A while back I wrote about my new interest in Kenken.  I had tried sudoku and had some fun with that, but kenken was way more interesting for me.  I still am hooked.  My wife has recently borrowed my book of puzzles and has been plowing through them.  Good for her.  I am a little concerned that I will have none to do in that book when she ends her spree, but no matter.  At the moment I am into kakuro.

My parents, in their wisdom, gave me a half dozen puzzle books for father’s day.  One of them was a book of kakuro puzzles.  I had never done them before, never even seen them before.  The book describes them on the back cover:

Kakuro are half sudoku, half crossword, and use a combination of logic and arithmetic.  They will require you to focus, think carefully, and reason your way out of missteps.
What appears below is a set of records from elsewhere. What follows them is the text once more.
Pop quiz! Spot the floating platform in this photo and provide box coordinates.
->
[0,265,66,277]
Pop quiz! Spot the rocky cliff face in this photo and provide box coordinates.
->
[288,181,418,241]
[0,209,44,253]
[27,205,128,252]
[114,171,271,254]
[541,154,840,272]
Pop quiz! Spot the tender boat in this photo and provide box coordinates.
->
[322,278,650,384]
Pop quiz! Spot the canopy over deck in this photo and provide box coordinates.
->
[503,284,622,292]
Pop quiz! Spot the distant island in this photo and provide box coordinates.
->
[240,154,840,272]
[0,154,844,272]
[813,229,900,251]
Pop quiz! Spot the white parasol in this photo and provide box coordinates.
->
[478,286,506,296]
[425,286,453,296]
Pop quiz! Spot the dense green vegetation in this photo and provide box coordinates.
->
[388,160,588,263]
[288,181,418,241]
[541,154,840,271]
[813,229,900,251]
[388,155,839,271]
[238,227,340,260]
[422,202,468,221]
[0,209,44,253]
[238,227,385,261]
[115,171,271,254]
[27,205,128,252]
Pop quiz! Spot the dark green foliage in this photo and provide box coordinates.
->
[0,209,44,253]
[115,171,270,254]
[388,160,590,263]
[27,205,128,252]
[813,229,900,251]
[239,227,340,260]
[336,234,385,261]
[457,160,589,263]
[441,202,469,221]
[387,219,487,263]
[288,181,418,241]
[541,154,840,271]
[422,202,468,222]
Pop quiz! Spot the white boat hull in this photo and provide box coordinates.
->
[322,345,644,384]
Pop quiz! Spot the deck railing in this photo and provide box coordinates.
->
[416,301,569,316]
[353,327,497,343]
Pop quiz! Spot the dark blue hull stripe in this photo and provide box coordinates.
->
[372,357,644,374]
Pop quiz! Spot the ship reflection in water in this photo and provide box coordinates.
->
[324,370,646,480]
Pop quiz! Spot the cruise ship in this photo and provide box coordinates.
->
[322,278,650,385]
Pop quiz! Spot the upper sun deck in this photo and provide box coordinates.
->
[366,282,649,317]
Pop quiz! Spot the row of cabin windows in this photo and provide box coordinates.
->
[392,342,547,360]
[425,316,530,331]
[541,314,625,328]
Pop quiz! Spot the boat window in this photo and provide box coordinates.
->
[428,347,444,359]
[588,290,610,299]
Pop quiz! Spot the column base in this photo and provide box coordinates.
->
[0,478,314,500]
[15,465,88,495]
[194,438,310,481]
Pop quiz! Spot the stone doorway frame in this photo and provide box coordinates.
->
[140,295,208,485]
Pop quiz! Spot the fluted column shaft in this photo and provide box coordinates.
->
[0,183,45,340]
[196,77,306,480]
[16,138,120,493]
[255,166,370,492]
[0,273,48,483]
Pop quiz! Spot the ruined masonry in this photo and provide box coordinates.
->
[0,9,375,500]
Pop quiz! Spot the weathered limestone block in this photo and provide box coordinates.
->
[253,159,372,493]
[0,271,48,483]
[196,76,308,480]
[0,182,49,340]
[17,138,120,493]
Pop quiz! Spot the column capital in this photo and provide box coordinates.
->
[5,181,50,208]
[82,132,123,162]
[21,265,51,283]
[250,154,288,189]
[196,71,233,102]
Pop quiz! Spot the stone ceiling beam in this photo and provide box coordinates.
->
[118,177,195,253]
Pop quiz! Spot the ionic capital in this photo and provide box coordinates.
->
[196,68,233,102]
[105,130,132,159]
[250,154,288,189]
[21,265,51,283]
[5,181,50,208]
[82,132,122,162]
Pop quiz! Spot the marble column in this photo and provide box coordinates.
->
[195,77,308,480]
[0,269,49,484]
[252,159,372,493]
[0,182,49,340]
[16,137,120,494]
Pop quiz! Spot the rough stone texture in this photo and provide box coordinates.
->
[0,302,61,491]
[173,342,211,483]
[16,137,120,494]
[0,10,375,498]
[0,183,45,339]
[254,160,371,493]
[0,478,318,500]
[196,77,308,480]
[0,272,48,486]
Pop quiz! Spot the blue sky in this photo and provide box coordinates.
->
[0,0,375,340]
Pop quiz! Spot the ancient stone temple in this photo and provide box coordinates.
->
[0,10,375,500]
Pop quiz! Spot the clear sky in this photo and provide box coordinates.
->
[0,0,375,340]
It is a good thing these are math based puzzles, otherwise I might not forgive the split infinitive in the description, but why be picky?  I managed to flub the first puzzle in the book, making an error somewhere that I finally just left behind, but once I got the hang of it, I couldn’t stop.  They are a blast.  Here is a sample, from kakuro.com:

Sample Kakuro Puzzle

Sample Kakuro Puzzle

Both this site and kakuro.net have some good samples and online puzzles and links. The idea is to add each row across so it adds to the number written at left without repeating any digits 1-9.  Then do the same for the vertical rows with the number at the top.  So if you look at the top left, you need to add two numbers to get 4.  Only 3 and 1 work.  Then you need to figure out which order they need to be written.  It is good fun, simple to understand yet often challenging to solve.

I still am jazzed on crossword puzzles and kenken, and those books still litter the house, but at the moment, kakuro holds my interest the most.  In fact, I need to stop typing now.  I have a puzzle left unfinished from earlier.